TOP PITCHING STORY: Dan Jennings gets lots of credit for the Brewers 5-2 mark on the week. He relieved in three wins, going five scoreless innings with just one hit and one walk allowed, notching a two inning save and then the next game pitching out of a second and third, nobody out situation against the Braves and Milwaukee up 5-4 in the top of the seventh. The save came against the Braves, too. After a rough stretch for Jennings, it was very nice to see and I’m sure very gratifying for Dan. Nicely done.
Honorable Mention: Chase Anderson continued his hot pitching as the weather has heated up. For the week he had just one start (6.1 innings, three hits, one run, a walk, and five strikeouts), but over the past month he has gone 29.2 innings and allowed only 13 hits with 10 walks and 30 strikeouts. A WHIP of 0.78 will get the job done most of the time. He is still giving up homers at too high a rate (four over the month), but is starting to look like the Chase Anderson from last season.

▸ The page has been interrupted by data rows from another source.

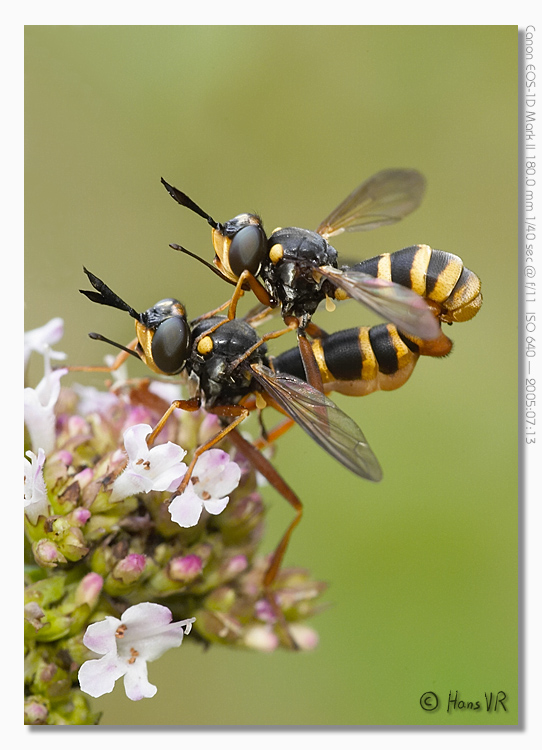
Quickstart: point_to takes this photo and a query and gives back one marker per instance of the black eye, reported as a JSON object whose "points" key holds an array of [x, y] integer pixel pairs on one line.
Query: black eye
{"points": [[170, 344], [247, 250]]}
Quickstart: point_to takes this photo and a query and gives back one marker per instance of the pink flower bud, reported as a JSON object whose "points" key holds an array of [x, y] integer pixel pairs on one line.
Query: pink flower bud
{"points": [[184, 569]]}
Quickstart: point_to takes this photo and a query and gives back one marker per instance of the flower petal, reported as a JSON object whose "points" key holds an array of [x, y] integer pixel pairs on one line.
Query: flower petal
{"points": [[100, 636], [186, 509], [135, 442], [136, 683], [98, 676], [215, 505]]}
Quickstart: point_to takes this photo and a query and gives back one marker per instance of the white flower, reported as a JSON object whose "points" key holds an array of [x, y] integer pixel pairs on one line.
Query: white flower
{"points": [[143, 633], [39, 405], [36, 502], [215, 476], [159, 468], [39, 339]]}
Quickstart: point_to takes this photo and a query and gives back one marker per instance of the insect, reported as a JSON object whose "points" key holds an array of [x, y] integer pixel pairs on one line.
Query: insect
{"points": [[450, 289], [228, 364], [296, 269]]}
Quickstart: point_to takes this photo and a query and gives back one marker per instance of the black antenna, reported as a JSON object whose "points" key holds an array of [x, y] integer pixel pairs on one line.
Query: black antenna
{"points": [[183, 200], [105, 296], [201, 260], [99, 337]]}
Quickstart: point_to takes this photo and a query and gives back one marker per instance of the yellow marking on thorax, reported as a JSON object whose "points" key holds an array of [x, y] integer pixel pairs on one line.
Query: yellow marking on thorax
{"points": [[384, 267], [319, 356], [261, 403], [276, 253], [418, 270], [205, 345], [404, 355], [447, 279], [144, 337], [369, 367]]}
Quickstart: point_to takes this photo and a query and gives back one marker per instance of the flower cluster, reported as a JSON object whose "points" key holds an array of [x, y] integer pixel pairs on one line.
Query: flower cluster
{"points": [[110, 543]]}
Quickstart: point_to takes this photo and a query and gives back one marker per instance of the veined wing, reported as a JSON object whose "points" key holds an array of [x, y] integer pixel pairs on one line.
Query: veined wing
{"points": [[383, 199], [330, 427], [401, 306]]}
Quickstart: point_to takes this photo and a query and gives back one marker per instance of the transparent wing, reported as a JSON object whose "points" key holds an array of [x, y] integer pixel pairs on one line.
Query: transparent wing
{"points": [[383, 199], [398, 304], [330, 427]]}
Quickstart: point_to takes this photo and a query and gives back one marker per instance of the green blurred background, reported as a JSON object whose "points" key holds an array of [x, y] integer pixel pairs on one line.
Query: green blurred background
{"points": [[286, 121]]}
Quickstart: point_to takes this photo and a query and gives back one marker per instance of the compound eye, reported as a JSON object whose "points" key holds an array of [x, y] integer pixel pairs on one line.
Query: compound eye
{"points": [[247, 250], [170, 345]]}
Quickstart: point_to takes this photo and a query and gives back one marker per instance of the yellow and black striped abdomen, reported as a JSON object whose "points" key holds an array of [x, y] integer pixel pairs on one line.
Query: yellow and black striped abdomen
{"points": [[357, 361], [439, 277]]}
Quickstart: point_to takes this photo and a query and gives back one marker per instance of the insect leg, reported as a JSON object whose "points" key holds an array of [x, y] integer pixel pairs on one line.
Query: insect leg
{"points": [[265, 468]]}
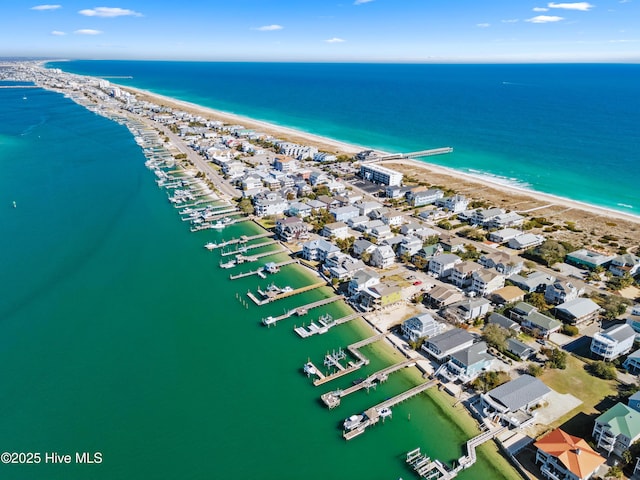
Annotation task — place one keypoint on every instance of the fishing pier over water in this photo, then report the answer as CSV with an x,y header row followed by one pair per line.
x,y
418,154
332,399
436,470
333,359
299,311
373,414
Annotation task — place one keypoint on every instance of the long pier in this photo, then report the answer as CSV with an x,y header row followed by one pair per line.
x,y
351,366
299,311
418,154
373,413
325,325
332,399
260,271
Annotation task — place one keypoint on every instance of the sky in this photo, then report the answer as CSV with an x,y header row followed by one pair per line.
x,y
323,30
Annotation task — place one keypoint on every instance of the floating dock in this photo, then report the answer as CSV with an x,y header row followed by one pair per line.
x,y
332,399
373,415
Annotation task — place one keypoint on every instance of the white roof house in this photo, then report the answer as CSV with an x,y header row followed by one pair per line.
x,y
613,342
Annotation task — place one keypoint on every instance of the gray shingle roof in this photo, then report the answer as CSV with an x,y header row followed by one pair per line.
x,y
520,392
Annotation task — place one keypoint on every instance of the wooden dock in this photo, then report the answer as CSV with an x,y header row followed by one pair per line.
x,y
351,366
324,325
373,415
299,311
332,399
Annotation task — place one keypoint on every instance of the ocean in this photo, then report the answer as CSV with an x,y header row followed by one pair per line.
x,y
121,335
564,129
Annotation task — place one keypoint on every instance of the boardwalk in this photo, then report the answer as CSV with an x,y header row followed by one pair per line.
x,y
332,399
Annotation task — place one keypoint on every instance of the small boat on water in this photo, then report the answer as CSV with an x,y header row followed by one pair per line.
x,y
353,422
384,412
309,369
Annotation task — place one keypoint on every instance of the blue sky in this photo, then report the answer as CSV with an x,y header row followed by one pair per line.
x,y
323,30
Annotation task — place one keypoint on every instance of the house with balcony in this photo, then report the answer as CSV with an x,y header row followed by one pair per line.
x,y
562,291
577,311
564,457
461,275
617,429
533,321
613,342
502,263
336,230
361,280
383,257
421,326
442,295
442,265
468,309
534,282
465,365
291,228
318,250
626,264
485,281
441,347
515,400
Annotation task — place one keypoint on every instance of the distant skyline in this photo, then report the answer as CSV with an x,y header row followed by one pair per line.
x,y
317,30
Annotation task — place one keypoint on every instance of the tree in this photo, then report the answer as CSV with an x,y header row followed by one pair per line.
x,y
496,336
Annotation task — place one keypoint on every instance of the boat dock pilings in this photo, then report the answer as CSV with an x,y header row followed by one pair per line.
x,y
332,399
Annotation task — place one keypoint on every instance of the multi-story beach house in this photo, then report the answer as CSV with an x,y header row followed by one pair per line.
x,y
379,174
564,457
461,275
617,429
455,204
318,250
442,265
383,257
613,342
485,281
421,326
627,264
577,311
562,291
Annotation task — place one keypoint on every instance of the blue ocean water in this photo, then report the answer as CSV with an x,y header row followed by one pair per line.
x,y
121,335
564,129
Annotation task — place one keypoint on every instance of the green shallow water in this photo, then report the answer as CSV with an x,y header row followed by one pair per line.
x,y
120,333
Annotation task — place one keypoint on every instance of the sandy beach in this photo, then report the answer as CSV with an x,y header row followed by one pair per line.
x,y
591,222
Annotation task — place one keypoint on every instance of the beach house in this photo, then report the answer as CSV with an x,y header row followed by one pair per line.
x,y
613,342
421,326
563,456
617,429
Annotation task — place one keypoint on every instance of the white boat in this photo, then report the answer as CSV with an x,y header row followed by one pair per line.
x,y
309,369
384,412
353,422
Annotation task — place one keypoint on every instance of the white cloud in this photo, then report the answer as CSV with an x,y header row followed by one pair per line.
x,y
46,7
108,12
544,19
269,28
87,31
582,6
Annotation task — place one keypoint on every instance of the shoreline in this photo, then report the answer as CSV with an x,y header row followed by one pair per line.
x,y
326,143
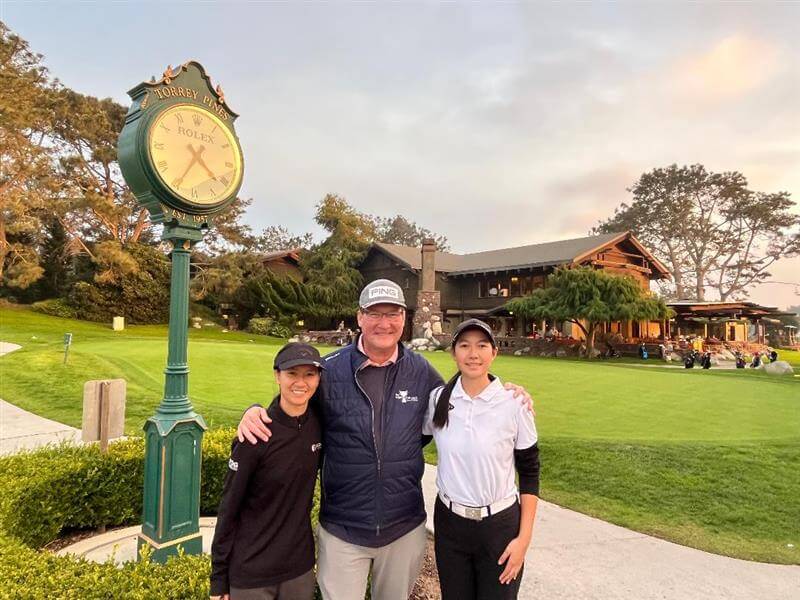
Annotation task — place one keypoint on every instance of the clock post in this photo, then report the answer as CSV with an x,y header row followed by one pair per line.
x,y
179,154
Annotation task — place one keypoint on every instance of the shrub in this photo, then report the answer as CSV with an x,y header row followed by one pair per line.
x,y
260,325
55,307
26,573
93,489
281,331
45,491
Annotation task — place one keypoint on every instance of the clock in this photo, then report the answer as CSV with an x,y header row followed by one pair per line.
x,y
178,150
194,154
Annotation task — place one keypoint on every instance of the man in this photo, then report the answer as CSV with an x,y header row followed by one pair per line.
x,y
375,393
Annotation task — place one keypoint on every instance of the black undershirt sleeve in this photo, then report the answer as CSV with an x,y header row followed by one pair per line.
x,y
526,462
434,380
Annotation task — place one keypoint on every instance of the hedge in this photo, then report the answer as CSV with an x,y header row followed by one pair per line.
x,y
44,492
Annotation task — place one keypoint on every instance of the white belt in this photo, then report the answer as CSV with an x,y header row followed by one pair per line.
x,y
477,513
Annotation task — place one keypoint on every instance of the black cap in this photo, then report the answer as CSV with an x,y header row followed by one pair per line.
x,y
295,354
474,324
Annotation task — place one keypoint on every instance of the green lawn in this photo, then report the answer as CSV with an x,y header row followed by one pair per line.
x,y
709,459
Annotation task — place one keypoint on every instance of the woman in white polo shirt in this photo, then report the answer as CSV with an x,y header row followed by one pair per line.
x,y
482,522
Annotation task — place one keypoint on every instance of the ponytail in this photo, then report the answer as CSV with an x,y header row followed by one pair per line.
x,y
441,414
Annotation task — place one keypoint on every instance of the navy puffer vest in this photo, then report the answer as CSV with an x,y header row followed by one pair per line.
x,y
364,486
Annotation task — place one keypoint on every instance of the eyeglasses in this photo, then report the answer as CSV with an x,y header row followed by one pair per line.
x,y
374,316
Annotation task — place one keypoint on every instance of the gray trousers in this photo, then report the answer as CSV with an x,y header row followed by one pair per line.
x,y
343,568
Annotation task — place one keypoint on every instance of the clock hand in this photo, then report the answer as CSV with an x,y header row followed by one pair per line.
x,y
202,163
179,180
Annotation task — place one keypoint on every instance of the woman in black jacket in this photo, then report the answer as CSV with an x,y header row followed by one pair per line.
x,y
263,545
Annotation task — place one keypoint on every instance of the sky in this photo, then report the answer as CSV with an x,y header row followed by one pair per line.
x,y
494,124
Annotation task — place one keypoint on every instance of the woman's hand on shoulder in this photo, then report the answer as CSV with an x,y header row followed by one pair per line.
x,y
521,394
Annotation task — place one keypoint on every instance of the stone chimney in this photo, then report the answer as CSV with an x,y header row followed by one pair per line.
x,y
427,319
428,265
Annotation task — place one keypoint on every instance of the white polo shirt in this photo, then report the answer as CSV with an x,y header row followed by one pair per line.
x,y
476,448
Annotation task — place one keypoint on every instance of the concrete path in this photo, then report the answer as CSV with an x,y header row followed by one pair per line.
x,y
21,430
572,557
576,557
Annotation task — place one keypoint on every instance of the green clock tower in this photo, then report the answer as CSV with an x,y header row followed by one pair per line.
x,y
180,155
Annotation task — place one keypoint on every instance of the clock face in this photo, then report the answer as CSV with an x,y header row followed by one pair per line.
x,y
195,154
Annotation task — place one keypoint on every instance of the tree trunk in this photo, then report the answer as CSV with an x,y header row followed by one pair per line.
x,y
700,288
590,341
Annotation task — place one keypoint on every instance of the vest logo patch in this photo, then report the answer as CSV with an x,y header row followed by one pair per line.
x,y
403,396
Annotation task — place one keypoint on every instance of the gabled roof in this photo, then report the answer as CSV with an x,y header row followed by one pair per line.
x,y
520,257
293,254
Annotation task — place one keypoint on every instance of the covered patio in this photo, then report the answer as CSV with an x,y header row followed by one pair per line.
x,y
737,325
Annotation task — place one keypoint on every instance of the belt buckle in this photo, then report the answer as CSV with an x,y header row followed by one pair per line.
x,y
472,513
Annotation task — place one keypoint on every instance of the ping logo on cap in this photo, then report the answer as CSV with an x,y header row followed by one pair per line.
x,y
382,291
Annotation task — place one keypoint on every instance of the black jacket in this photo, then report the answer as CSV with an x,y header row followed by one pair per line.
x,y
263,535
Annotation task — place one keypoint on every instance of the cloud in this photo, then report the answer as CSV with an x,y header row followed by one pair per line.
x,y
734,66
591,197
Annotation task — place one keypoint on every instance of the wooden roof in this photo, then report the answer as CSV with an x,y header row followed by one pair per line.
x,y
716,308
562,252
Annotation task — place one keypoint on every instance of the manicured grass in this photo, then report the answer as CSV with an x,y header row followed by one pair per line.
x,y
704,458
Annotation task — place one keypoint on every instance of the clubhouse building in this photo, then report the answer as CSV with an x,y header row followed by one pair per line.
x,y
442,289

IMHO: Milwaukee’s roster construction (both on the big league club and in the minors - the whole 40 man roster) has enabled them to survive some serious injury losses. Significant time has been lost by Jimmy Nelson (all season), Wade Miley (although we don’t know if that has actually hurt the team), and Zach Davies on the mound. Eric Thames, Lorenzo Cain, Christian Yelich, and Ryan Braun, have missed significant time among the position players.
Plus, there have been significant under-performances among the position players. Orlando Arcia and Domingo Santana have had surprisingly poor seasons at the plate and are currently working out their issues at AAA Colorado Springs, and Eric Sogard and Jett Bandy have been designated for assignment.
The team has added players (Miller, Tyler Saladino) on the field, and the pitching depth in the starting rotation has seen Milwaukee get starts from nine players. Keon Broxton has made obvious contributions in his brief time up. The bullpen has rotated out underperforming players, either DFA’d or demoted, and has seen 16 pitchers appear out of said pen (18 if you include Hernan Perez and Erik Kratz).
This isn’t luck. This is realizing that every player is important to the success of the team.
COMMENT OF THE WEEK: Bet you thought I’d forgotten about Nate Orf. Au contraire! ddloml points out the obvious:
Brewers were 5-0 with Nate Orf on the roster. Now they are 0-1 since sending him down.
After finishing off the four game set against the Braves today at Miller Park, the Brewers travel to Miami for three, and then to Pittsburgh for five (make-up game double header on Saturday) winding up the “first half” at the All Star break. Sunday Sundries will be on a Monday next week to include that final Sunday game prior to the break.
Winning the division is important, you know. Avoiding one game play-offs can be a healthy approach. I think the Brewers should get to 100 wins and see if the Cubs can match it.